Of course, it is also possible to program in different swing amounts into our sequencer. On several drum-machines currently available, it's possible to set a swing percentage between 50% and 70% as an auto-correct feature (on the Oberheim DX and SCI Drumtraks, for example). Unfortunately no one has developed the software to do this on a sequencer yet, so we have to do it the hard way. A 60% swing could be programmed by allowing 5 pulses per beat (20 per bar) and giving the first quaver 3 pulses and the second quaver 2. Our phrase would now be programmed thus:
C h h h h C h h h h B h h h h B h h h h)
A h h h h A h h h h G h h h h G h h h h) repeat (ie. loop)
r r r r r r r r E h r r r r r r r r E h)
However, the fifth-notes (used to program this 60% swing) use up memory space even faster than triplets and to get other swing values, you would need to use even more pulses per bar (40 for 55%, 60%, 65%, and 70%) and 100 for 52%, 56%, 64%, 68%, and 72%). Of course, by now we are into diminishing returns, for each minute extra subtlety we pay dearly in terms of memory space and number of bars.
Let's return to our phrase programmed with the more common 66% swing. Here's a bass-line to go with it, which containing nothing smaller than crotchets is independent of any swing amount:
If you're programming this on a separate sequencer and you can arrange a 3 to 1 clock divide (ie. the polyphonic sequencer is triggered three times as fast as the bass sequence) then you can save memory space and program it like this:
A h h h h h E G (repeat 6 times)
F h h h h h F G F h h h h h G h (repeat all ie. loop)
However, if it is on the same machine you will have to put three things in for every symbol above ie. A (h h) h (h h) h (h h) h (h h) h (h h) E (h h) G (h h) etc. Try more sustained sound, perhaps with PWM or a slow filter sweep on this languid bass-line.
Now let's add a melody line, which can be played over the top in real-time or programmed in step (pulse). Leave 4 bars before you begin playing:-
If you want to program this on the sequencer here are the step-by-step instructions (put in 48 rests first):
D E A r r r r r r r r r r r r r r r E r D r C r A r r r r r E r r r r r r r r r r r r r r r r r (repeat)
D E A r r r r r r r r r r r r r r r B r C r A r r r r r E r r r r r r r r r r r B r C r B r
A r r r r r E r r r r r r r r r r r E b r D r C r A r r r r r r r r r r r r r r r r r r r r r r (repeat all ie. loop)

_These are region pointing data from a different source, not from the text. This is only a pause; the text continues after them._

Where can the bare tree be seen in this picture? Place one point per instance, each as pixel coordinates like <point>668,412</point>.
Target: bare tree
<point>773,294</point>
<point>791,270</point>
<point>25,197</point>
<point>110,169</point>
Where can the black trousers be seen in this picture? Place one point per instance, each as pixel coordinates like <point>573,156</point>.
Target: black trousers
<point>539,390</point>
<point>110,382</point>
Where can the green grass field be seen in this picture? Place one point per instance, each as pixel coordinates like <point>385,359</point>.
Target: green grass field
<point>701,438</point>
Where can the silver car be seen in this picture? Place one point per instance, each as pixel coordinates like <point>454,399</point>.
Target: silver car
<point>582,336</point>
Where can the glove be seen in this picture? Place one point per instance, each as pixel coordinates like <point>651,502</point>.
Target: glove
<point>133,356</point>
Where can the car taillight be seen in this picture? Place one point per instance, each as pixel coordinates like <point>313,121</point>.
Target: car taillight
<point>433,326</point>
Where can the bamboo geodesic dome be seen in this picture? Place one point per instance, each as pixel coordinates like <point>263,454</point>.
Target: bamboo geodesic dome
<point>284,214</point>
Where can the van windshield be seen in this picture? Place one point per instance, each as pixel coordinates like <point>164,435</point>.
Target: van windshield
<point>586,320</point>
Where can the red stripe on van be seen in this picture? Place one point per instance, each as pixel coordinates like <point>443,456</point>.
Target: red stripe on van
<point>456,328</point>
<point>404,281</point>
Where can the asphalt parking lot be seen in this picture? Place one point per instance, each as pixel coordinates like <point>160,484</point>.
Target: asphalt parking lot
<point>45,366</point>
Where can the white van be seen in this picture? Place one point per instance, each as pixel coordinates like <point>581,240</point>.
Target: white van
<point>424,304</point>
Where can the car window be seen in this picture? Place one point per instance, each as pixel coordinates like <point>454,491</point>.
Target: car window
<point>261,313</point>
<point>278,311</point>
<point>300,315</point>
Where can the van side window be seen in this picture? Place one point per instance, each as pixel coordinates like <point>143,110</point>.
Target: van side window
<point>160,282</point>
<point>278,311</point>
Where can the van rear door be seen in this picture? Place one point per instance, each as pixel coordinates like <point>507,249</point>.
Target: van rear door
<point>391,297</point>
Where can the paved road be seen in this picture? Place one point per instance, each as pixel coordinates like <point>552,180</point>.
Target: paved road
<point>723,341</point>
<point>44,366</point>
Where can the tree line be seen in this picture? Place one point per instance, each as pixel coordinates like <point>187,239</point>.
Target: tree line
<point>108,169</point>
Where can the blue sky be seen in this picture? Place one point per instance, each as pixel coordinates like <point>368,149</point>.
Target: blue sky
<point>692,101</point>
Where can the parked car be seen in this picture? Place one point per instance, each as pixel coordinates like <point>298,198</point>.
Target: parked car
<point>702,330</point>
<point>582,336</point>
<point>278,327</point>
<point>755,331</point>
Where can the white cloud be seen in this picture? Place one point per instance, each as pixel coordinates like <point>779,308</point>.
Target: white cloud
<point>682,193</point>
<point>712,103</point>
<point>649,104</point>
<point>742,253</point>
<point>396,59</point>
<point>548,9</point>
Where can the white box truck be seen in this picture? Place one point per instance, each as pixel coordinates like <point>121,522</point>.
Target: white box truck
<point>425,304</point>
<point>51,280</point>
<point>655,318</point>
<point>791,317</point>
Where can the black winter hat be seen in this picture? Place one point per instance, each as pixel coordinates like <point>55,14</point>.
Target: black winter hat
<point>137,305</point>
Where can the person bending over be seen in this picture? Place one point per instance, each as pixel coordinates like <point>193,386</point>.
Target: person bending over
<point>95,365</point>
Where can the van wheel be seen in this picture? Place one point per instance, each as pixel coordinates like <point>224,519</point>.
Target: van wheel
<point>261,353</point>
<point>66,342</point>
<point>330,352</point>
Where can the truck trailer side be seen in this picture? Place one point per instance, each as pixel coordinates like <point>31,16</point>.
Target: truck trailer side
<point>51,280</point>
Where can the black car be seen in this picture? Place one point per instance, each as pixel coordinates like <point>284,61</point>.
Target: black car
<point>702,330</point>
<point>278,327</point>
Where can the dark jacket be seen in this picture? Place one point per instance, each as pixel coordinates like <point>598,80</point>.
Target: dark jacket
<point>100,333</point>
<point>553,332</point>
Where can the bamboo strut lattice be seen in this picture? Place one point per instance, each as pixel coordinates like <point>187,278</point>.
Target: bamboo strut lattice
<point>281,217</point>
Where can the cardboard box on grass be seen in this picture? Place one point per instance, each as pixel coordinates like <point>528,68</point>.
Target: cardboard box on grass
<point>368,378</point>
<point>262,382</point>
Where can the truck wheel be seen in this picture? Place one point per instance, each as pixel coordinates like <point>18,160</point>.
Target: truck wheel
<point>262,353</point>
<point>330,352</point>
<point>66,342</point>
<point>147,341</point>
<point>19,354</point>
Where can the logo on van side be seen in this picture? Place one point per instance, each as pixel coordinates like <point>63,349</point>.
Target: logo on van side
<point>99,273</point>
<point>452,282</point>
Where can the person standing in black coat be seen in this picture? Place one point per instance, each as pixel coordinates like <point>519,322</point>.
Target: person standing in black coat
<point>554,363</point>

Use a smooth brassy sound to play this melody. The observant amongst you will notice that the grace note at the beginning uses up one triplet space and the next note which it steals from also has one triplet space. The A, which would have fallen on the third triplet anyway, then takes its normal place.

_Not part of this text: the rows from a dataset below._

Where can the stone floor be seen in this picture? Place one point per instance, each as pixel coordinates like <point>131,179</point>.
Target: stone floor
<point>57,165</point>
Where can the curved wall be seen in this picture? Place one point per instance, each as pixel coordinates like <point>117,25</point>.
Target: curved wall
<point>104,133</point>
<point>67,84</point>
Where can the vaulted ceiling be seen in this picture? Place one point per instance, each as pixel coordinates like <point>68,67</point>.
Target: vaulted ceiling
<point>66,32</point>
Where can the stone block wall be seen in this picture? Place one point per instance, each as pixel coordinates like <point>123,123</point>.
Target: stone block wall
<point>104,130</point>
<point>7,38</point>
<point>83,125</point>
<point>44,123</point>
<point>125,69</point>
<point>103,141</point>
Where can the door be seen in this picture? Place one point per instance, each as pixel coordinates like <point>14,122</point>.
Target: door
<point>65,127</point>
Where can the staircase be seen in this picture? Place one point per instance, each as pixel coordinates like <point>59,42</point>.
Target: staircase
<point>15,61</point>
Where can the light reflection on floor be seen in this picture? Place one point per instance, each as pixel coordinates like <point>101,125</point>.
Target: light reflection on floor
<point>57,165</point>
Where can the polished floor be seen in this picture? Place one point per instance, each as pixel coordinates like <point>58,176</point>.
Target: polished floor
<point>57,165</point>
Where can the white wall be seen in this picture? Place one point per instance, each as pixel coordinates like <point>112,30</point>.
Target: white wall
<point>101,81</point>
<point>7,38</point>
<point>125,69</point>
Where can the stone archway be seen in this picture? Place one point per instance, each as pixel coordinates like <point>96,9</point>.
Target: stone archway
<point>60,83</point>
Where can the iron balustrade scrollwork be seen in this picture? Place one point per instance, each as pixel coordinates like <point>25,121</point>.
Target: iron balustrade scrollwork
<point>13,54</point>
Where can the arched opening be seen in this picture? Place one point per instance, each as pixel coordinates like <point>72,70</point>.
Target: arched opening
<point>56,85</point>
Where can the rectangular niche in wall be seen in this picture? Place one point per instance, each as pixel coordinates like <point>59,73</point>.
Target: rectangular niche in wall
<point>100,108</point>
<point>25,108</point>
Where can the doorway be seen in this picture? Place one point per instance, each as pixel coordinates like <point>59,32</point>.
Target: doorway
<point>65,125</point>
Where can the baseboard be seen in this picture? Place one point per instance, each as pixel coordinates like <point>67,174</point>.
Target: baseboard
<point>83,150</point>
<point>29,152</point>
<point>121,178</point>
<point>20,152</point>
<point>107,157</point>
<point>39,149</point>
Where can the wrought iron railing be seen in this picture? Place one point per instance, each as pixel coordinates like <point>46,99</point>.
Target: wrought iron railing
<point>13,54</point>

You may also have noticed that whilst the chords and bass-note change the repeated one-bar sequence doesn't. This is a very common technique especially when using sequencers with traditional instruments. Good examples of this are 'On The Air' and 'San Jacinto' by Peter Gabriel. We will be looking at more complicated examples of this compositional technique in the next instalment. Until then, happy sequencing.